As we mentioned before, not all DNA is functional or "junk DNA." Some scientists believe that some organisms get rid of their junk DNA faster than others. When an organism is slow at discarding junk DNA and replacing it with new junk, its DNA quantity increases.6 According to them, this is the case for onions and other organisms that are slow to delete obsolete DNA.
This process doesn't affect survival, but it does result in organisms like onions having more DNA than others. On the other hand, following this logic, fruit flies efficiently clear their junk DNA, leaving them with less DNA than humans.
The quantity of DNA an organism has doesn't determine its evolutionary advancement. If it did, onions would be more evolved than humans and fruit flies.
However, some scientists disagree with this idea. As more research goes into junk DNA and its function, the more hotly debated this topic becomes.
It's been observed in many species, although studies among all living things are still in their infancy. There is no clear answer yet, as some species discard DNA even in development, while others have not exhibited this behavior.
Even among similar species of organisms, the process of discarding junk DNA can vary. For instance, among insects, crickets have about 11 times more genetic material than fruit flies.

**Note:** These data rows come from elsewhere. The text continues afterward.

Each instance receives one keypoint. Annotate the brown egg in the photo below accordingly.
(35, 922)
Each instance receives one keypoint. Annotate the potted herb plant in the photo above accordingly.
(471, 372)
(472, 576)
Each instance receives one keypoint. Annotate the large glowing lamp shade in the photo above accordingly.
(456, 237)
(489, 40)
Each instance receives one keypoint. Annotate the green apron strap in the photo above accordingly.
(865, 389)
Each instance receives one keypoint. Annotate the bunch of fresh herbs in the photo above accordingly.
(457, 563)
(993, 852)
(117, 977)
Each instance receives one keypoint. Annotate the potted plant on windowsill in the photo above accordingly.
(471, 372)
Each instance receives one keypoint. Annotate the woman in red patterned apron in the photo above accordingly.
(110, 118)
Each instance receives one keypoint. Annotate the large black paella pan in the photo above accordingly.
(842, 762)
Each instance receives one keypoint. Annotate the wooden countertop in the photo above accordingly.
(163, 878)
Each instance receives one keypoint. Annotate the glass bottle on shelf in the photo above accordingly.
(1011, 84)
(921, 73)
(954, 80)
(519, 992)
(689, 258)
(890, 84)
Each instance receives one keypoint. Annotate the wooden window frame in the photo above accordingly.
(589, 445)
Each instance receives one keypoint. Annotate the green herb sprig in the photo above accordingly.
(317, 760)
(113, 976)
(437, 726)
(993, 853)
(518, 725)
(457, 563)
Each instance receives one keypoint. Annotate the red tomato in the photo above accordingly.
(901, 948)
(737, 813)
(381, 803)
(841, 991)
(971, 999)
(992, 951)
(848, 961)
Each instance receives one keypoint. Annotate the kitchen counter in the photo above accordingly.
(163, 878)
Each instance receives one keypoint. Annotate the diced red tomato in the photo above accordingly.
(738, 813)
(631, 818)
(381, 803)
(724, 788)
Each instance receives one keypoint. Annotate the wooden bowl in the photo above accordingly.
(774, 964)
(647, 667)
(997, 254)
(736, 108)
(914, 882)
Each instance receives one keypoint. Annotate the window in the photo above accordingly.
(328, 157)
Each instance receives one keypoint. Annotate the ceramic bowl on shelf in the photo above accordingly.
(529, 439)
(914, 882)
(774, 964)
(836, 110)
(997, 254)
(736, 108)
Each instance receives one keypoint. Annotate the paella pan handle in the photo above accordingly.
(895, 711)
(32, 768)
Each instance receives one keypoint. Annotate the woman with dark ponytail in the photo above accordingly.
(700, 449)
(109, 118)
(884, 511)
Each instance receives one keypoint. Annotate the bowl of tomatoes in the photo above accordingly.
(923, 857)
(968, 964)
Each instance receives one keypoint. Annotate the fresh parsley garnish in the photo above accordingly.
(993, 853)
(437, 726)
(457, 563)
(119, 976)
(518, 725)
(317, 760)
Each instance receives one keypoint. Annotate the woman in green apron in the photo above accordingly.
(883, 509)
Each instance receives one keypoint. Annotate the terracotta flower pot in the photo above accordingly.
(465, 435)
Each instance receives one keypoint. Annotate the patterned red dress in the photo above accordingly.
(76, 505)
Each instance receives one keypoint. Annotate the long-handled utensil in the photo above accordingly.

Crickets lose junk DNA about 40 times more slowly than fruit flies do.
Researchers admit that tracking the discarding of junk DNA isn't an exact science. They need to make educated guesses about which DNA is considered junk and then follow this process over millions of years.
Some experts disagree on whether specific DNA is really junk or if it has a purpose.
Despite these challenges, researchers are confident enough in their tracking method to apply it to the genomes of many species.
Although the reasons for varying discard efficiency among organisms are still unclear, scientists agree that this process doesn't impact a species' ability to survive.